誰もが親切でやさしくて、他人の立場を思いやり、助け合いながら仕事を進めていく……そんな天国のような職場はほとんどあり得ません。イヤミを言われたりムカつく言葉を投げかけられたりすることもあるでしょう。そうしたことに煩わされることは、時間の浪費です。うまくかわしたうえで、切り返すのが建設的です。どうしたらそれができるでしょうか。

孫正義さんの見事な切り返し

米国カリフォルニア大学バークレー校在学中に、日本の大手家電メーカーのシャープに自動翻訳機を売り込んで得た1億円を元手にして、起業家の仲間入りをした孫正義さん。いまでは、携帯電話や日本最大級のポータルサイトであるYahoo! JAPAN、そして投資ファンドなどの事業を幅広く展開するソフトバンクグループの会長兼社長を務め、「フォーブス」誌の「日本長者番付2023」で国内第3位となる2兆9400億円もの資産を持つ超お金持ちとして、誰もが知る存在になっています。
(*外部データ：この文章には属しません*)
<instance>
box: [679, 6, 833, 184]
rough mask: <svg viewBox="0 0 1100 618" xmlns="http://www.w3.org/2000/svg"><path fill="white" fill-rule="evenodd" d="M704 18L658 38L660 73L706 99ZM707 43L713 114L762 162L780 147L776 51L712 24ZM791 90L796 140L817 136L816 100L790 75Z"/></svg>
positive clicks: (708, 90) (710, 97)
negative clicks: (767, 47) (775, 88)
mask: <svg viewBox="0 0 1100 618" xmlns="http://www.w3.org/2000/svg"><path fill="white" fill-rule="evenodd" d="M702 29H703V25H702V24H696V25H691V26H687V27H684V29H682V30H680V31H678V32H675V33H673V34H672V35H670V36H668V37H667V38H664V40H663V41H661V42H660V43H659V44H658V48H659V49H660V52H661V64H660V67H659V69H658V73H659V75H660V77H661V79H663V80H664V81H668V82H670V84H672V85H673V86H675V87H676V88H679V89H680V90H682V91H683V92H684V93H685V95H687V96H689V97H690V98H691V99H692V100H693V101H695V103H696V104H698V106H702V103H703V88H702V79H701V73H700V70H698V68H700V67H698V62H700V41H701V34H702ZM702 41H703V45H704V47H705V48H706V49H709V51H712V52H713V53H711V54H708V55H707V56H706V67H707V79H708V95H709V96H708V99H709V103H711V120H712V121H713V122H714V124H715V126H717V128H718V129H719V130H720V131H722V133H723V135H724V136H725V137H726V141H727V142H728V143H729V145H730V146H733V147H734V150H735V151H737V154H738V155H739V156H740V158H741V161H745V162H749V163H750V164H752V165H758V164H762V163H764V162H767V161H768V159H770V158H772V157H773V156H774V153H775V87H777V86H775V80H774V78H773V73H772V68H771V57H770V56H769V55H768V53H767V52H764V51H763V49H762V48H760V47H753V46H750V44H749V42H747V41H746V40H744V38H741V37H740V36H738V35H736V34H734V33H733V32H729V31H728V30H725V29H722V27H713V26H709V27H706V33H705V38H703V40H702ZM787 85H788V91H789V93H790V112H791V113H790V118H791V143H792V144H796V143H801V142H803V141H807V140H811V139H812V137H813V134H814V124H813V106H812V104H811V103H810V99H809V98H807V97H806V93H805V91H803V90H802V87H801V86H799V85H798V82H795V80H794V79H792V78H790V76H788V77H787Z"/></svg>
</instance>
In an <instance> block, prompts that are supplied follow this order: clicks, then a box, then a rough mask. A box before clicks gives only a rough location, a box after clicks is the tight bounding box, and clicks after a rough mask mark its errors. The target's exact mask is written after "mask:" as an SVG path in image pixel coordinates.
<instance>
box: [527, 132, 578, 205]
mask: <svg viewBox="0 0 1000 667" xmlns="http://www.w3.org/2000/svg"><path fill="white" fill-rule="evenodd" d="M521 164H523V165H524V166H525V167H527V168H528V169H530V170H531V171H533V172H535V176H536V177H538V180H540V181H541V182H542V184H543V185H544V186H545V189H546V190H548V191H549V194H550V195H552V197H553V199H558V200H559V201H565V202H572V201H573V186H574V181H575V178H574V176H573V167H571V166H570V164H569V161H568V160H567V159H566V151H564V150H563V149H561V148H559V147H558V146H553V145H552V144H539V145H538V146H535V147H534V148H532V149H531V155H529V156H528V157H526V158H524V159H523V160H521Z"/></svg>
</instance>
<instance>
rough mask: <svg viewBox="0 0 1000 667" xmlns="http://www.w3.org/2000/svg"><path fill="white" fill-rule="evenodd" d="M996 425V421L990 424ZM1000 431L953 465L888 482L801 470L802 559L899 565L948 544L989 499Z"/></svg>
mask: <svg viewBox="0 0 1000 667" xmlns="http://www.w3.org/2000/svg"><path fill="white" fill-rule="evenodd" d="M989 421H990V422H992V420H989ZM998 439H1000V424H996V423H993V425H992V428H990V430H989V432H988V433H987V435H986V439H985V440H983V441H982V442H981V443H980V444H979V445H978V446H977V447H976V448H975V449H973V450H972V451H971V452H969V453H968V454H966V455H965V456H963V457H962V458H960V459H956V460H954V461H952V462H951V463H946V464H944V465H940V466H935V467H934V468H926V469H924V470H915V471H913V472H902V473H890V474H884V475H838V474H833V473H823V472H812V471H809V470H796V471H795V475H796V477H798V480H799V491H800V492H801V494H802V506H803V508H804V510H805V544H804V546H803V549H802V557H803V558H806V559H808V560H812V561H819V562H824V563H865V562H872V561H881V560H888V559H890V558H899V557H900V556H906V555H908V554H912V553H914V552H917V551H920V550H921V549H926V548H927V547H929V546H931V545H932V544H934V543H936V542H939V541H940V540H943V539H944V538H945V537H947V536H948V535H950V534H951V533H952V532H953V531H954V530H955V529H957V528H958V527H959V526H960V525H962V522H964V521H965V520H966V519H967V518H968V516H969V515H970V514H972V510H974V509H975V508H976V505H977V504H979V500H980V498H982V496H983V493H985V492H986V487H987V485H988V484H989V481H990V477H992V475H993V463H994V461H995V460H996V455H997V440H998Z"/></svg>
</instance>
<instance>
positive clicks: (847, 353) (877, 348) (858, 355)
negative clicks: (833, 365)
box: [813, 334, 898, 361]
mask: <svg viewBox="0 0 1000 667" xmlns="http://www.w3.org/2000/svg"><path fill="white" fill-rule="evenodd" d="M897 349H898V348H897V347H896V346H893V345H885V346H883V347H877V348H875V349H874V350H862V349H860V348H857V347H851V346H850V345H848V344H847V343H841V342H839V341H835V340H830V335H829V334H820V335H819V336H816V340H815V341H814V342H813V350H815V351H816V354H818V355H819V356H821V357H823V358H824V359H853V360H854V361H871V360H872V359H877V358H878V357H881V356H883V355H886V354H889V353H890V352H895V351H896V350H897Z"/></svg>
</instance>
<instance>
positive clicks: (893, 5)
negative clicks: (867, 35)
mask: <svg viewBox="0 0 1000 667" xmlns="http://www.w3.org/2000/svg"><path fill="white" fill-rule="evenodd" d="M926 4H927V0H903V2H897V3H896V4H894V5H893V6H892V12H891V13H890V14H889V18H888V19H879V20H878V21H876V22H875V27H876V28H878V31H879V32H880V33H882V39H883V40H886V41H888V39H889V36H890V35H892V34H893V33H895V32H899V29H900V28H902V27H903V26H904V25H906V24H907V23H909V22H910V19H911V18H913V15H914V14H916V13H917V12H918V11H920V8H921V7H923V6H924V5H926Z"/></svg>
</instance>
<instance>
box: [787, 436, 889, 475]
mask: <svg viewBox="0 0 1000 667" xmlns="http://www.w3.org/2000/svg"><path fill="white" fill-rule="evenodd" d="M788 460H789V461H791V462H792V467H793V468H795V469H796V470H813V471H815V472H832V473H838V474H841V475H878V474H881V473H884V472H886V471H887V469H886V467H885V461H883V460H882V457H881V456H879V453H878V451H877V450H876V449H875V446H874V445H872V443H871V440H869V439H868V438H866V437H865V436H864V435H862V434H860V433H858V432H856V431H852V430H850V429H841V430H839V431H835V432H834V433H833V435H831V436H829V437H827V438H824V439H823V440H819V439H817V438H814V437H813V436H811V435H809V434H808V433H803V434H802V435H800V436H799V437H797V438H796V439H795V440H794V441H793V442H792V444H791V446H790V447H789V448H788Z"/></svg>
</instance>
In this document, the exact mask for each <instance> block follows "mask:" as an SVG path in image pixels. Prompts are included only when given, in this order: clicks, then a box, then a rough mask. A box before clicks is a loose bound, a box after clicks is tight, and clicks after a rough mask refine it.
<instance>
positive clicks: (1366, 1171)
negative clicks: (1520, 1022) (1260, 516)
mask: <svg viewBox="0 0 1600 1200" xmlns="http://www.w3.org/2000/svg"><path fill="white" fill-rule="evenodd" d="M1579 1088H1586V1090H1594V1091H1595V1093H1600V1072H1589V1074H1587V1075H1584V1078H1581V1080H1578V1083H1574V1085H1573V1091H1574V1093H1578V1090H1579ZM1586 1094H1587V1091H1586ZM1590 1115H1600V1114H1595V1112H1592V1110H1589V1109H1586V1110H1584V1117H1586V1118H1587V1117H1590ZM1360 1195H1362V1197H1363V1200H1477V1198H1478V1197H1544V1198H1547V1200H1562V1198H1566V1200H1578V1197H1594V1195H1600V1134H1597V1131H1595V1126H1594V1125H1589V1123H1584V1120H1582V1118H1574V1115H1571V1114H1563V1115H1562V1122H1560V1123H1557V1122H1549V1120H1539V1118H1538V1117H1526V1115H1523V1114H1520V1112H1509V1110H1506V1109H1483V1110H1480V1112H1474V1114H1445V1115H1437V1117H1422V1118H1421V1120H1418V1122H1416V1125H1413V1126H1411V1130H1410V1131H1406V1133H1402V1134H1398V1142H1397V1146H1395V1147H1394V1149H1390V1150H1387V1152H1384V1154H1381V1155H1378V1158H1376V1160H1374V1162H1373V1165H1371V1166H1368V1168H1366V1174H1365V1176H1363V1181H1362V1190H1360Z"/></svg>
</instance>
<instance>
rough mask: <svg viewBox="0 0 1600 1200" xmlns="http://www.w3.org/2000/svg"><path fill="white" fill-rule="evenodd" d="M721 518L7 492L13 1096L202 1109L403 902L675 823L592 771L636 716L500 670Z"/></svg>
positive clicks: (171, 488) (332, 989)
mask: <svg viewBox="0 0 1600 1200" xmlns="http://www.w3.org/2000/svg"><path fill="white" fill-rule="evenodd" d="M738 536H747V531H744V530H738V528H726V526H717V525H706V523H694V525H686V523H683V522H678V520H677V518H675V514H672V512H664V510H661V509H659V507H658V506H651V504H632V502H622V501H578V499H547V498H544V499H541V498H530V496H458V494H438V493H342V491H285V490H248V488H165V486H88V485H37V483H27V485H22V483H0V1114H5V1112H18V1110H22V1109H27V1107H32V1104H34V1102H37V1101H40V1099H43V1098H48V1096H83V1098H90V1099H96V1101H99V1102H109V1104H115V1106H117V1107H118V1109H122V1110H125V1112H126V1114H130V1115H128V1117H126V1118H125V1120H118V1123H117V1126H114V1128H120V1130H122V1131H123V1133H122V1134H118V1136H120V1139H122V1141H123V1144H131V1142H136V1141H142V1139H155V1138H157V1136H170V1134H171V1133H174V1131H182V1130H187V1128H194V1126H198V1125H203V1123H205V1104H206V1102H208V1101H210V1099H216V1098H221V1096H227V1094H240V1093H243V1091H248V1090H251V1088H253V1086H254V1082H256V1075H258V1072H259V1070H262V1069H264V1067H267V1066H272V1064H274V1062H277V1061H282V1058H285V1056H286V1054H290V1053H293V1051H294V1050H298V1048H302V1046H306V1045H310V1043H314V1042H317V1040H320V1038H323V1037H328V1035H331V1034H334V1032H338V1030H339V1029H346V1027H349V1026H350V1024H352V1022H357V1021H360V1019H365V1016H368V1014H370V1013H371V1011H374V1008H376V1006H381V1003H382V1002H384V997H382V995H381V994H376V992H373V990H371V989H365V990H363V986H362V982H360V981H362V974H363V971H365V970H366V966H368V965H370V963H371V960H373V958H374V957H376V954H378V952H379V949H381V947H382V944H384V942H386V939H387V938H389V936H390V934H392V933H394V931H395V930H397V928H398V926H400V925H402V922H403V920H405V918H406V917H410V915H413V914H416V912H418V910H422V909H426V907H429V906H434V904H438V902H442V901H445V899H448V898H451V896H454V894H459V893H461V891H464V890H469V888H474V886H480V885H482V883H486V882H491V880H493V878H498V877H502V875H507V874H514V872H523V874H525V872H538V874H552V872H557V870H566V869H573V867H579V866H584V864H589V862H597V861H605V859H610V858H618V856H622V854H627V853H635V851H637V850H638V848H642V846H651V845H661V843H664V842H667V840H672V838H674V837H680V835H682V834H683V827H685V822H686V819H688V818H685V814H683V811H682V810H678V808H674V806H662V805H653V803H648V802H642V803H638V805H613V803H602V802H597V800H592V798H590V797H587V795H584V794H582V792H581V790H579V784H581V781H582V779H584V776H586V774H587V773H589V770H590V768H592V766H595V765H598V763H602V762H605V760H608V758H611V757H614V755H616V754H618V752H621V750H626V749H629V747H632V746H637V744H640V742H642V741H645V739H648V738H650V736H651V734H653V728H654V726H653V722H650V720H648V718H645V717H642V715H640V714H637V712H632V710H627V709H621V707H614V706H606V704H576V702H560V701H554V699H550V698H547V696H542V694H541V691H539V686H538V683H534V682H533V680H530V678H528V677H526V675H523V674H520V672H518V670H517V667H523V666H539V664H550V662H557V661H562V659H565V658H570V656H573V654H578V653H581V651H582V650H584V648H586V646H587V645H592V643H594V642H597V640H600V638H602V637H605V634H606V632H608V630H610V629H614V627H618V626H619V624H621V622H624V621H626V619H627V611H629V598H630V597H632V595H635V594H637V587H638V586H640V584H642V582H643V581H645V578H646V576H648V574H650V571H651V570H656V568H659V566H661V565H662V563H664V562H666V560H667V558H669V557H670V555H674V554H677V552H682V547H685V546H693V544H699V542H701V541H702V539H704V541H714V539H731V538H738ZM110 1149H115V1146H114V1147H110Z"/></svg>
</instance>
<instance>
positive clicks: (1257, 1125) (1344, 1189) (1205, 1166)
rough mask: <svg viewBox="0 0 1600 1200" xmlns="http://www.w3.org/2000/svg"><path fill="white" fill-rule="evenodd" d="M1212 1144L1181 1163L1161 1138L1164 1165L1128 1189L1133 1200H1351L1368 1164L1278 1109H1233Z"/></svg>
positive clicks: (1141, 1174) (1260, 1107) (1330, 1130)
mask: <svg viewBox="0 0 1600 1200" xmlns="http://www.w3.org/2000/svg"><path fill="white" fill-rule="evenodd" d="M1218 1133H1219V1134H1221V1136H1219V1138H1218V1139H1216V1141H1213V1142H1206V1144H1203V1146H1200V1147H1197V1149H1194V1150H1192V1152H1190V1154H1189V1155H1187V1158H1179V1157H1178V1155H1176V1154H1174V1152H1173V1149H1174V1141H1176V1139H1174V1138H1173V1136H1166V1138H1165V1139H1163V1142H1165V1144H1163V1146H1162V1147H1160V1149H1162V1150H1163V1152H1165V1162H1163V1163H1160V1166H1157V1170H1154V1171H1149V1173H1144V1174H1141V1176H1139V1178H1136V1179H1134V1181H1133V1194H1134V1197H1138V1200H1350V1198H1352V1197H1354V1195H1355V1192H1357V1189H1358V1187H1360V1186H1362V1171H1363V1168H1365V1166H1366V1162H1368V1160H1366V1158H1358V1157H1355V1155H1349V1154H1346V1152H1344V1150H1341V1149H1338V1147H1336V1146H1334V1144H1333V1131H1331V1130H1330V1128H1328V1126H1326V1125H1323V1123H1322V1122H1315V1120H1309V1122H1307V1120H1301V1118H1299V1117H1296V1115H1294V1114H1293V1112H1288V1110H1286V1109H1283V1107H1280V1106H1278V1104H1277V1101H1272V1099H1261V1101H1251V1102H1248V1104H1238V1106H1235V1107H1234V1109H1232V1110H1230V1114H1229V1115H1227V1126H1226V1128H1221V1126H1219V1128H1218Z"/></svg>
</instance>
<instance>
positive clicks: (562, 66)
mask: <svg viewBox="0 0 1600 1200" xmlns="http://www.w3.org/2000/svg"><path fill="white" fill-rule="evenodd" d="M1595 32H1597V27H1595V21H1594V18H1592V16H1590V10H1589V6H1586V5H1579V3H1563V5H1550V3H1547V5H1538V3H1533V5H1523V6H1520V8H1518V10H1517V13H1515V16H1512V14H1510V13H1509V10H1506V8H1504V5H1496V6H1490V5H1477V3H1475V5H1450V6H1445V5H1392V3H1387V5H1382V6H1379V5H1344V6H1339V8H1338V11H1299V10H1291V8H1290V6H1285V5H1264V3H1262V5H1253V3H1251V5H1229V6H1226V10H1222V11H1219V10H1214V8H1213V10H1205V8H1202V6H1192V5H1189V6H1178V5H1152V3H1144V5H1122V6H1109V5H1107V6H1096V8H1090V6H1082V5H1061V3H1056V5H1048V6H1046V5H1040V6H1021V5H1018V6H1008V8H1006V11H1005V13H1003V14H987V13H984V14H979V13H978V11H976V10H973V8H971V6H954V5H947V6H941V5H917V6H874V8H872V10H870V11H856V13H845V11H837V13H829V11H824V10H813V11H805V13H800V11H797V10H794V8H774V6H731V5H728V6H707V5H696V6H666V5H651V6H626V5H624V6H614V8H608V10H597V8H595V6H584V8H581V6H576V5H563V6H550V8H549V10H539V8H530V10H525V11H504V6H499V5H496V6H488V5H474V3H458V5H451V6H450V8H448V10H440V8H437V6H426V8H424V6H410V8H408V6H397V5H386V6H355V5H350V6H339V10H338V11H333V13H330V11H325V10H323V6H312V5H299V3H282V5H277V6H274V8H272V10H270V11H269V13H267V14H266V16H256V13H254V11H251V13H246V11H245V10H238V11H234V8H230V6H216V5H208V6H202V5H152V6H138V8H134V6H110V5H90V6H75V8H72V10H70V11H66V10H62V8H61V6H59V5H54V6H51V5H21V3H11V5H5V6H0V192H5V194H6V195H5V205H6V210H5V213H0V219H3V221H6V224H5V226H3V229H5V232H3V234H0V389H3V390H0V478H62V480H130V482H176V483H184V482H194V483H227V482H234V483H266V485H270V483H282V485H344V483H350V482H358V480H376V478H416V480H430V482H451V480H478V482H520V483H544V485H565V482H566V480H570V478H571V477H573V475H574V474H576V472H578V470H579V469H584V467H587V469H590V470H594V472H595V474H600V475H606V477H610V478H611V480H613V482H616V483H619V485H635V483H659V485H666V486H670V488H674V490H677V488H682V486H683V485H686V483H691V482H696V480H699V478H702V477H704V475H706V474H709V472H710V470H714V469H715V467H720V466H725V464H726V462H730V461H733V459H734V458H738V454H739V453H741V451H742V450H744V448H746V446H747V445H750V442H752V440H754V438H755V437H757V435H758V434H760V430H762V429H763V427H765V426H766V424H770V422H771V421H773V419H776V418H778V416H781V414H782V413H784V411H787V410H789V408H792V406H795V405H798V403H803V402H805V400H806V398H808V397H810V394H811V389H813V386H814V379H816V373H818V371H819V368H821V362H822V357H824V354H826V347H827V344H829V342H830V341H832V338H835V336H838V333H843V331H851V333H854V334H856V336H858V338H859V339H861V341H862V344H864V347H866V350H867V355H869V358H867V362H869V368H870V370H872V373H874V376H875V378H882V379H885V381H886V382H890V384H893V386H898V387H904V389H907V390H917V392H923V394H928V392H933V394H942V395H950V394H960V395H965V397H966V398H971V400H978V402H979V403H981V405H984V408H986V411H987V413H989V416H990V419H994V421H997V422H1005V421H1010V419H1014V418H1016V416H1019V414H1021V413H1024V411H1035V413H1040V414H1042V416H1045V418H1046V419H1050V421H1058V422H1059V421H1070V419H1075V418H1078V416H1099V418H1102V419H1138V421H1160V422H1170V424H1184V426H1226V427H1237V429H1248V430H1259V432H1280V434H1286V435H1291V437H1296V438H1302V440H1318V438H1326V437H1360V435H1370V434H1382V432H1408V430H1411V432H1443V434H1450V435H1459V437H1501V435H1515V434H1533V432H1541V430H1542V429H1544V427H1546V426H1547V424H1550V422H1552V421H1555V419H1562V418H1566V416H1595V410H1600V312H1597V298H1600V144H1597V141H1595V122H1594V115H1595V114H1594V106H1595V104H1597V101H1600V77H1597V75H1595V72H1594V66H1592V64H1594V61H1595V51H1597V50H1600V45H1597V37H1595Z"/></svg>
それだけに、妬んだり、やっかんだりする人がたまに出てくるようです。あるとき、孫さんの髪の毛が薄いことを揶揄する投稿がSNS上にアップされました。日頃、自分が気にしていることをからかわれると、「何だ、この野郎」と腹を立ててしまうのが普通の人だと思います。でも、孫さんは違いました。

「髪の毛が後退しているのではない。私が前進しているのである」──。このように見事な切り返しの投稿をアップしたのです。

経営者としての自分が前進するスピードがあまりにも速すぎるがために、髪の毛が追いつかなくなってしまっただけなんだ、ということを主張したのです。同時に、イヤミをまったく感じさせない、秀逸な自己PRにもなっています。